It’s the “how’s the weather?” of AI discourse—safe enough for dinner parties, provocative enough to fill panels and conferences. But the real question hiding beneath it is: Why, when faced with one of humanity’s most remarkable technological breakthroughs, do we instinctively frame it as a threat to ourselves?
Like many things in tech, it started with a funding pitch. In 1955, researcher John McCarthy needed a catchy term to attract investors to his work. “Artificial intelligence” sounded bold and futuristic. The name stuck—and with it, a mental model: AI as something cold, alien, adversarial.
If you write with the help of a human editor: You’re collaborative. If you write with the help of AI: You’re lazy, cheating, and inauthentic. Similar activity; completely different emotional response.

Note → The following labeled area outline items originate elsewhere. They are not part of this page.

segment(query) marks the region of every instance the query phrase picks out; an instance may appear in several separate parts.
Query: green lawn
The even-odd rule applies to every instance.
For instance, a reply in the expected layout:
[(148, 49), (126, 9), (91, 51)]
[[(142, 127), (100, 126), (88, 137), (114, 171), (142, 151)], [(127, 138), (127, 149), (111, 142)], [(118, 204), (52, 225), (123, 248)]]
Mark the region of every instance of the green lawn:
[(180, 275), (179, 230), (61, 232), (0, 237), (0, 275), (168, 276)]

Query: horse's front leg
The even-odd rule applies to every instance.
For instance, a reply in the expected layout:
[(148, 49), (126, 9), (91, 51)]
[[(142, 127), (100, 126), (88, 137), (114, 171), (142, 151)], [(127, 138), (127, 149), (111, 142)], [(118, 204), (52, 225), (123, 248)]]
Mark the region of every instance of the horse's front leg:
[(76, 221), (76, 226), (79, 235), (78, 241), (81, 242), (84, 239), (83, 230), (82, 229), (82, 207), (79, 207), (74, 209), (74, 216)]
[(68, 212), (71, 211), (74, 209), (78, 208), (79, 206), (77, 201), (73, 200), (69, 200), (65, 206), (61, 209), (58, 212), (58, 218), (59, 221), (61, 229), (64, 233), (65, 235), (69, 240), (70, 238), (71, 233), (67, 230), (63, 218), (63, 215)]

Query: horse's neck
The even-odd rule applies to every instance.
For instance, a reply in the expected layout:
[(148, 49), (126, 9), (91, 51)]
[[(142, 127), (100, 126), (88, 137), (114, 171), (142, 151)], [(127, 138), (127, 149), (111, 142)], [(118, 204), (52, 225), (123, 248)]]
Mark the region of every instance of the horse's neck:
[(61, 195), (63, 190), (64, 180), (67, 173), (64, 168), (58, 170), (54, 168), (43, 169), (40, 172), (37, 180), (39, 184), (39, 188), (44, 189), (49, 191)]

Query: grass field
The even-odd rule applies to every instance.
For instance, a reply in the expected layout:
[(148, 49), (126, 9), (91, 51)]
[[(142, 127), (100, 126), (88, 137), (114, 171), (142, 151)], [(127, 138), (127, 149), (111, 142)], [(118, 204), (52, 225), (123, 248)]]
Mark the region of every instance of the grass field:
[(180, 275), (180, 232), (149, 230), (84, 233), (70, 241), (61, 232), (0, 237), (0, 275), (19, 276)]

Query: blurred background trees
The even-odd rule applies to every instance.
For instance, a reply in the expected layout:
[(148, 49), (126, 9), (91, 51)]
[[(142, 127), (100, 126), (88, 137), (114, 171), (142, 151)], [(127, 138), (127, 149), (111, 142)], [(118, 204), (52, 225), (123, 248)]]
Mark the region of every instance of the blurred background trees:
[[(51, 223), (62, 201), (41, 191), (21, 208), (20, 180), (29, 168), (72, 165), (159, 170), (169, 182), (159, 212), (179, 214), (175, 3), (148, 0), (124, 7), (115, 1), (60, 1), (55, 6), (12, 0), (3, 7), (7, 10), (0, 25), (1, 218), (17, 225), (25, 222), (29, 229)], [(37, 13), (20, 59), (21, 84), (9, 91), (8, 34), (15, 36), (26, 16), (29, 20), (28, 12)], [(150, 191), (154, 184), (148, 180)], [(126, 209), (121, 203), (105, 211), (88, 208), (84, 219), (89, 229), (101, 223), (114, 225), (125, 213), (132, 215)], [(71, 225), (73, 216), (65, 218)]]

What if we saw it differently? In a conversation with Ezra Klein, artist Holly Herndon proposes a simple reframe: Instead of artificial intelligence, call it collective intelligence: “AI is aggregated human intelligence. [...] Emphasizing the collectivity (something built on the commons), over the artificiality of it (a feat of technology), gives us an entirely new way to see, perceive and relate to the technology.”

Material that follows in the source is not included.